On the basis of the abovementioned embodiment, with a further reference to FIGS. 2 and 4, optionally, the fixed lens group module 22 includes a first fixed lens 221 close to the eyeball 25 of the user, and the first fixed lens 221 includes an infrared-cut filter, which is configured to reflect the infrared-band light rays emitted by the array infrared-band light source to the prism module 23. The infrared-cut filter refers to a lens through which light rays of an infrared band are reflected and light rays of other wavelengths transmit, optical films with high refractive index and low refractive index are alternately plated on optical glass by using a precise optical film plating technology, an optical light filter realizing infrared (700 nm-1100 nm) cut-off is formed, the first fixed lens 221 adopts the infrared-cut filter, so that more light rays emitted by the array infrared-band light source are reflected to the image collection module 24, and the utilization rate of light rays is improved.

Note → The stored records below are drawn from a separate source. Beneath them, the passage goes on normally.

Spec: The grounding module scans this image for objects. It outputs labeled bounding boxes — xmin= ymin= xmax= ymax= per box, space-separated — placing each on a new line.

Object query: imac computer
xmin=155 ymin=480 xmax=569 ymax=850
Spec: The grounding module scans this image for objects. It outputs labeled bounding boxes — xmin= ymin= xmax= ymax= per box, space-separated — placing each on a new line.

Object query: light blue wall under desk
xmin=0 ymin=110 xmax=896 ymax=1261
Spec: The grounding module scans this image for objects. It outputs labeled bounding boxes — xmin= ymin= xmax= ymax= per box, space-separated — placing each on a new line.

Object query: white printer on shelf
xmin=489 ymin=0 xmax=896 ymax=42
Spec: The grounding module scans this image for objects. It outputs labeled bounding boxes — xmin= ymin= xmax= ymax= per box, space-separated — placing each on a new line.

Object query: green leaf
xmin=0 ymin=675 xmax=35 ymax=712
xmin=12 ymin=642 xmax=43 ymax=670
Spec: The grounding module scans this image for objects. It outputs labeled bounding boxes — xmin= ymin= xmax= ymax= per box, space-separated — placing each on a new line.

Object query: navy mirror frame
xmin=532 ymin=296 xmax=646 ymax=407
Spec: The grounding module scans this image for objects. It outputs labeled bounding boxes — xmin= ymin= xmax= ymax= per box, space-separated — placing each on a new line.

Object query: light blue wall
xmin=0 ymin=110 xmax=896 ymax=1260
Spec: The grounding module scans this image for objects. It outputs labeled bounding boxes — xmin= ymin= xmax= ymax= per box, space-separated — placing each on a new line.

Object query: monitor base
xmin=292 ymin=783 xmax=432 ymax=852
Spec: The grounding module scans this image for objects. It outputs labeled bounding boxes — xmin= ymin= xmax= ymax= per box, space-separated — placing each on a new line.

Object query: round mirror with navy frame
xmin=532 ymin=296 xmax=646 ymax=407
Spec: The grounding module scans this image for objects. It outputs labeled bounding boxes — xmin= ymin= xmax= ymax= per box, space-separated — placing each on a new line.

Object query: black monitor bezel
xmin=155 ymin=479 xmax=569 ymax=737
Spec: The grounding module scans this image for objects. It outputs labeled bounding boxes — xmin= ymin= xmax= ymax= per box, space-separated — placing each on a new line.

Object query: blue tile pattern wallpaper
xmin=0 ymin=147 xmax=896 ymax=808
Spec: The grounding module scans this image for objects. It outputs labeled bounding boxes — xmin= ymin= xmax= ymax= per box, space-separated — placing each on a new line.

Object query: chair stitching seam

On the basis of the abovementioned embodiment, with a further reference to FIGS. 2 and 3, optionally, the eyeball tracking optical system includes a display screen 26; and the display screen 26 is located on the side, away from the eyeball 25 of the user, of the fixed lens group module 22, and the display screen 26 is a multi-dimensional display screen 26, which is disposed to display a multi-dimensional image.

Specifically, the display screen 26 may be an Organic Light Emitting Diode (OLED) Display, an LED Display, a Micro LED Display, and the like, and displays a colored or white-black picture; and the display screen 26 is disposed to be located on the side, away from the eyeball 25 of the user, of the fixed lens group module 22, and the multi-dimensional image emitted by the display screen 26 reaches the eyes of the user for imaging after passing through the fixed lens group module 22.

Based on the same inventive concept, the present disclosure provides a head-mounted device, which includes a head-mounted apparatus and the eyeball tracking optical system provided by the above embodiment, and may be applied to wearable eyeball tracking and iris recognition of a user.

It is to be noted that the foregoing is only preferred embodiments of the present disclosure and technical principles used. Those skilled in the art will appreciate that the present disclosure is not limited to specific embodiments discussed herein, and may perform various obvious changes, rearrangements, combinations and substitutions without departing from the scope of the present disclosure. Therefore, although the present disclosure has been described in detail with reference to the above embodiments, the present disclosure is not limited to the above embodiments, and may include more other equivalent embodiments without departing from the conception of the present disclosure, and the scope of the present disclosure is determined by the scope of the appended claims.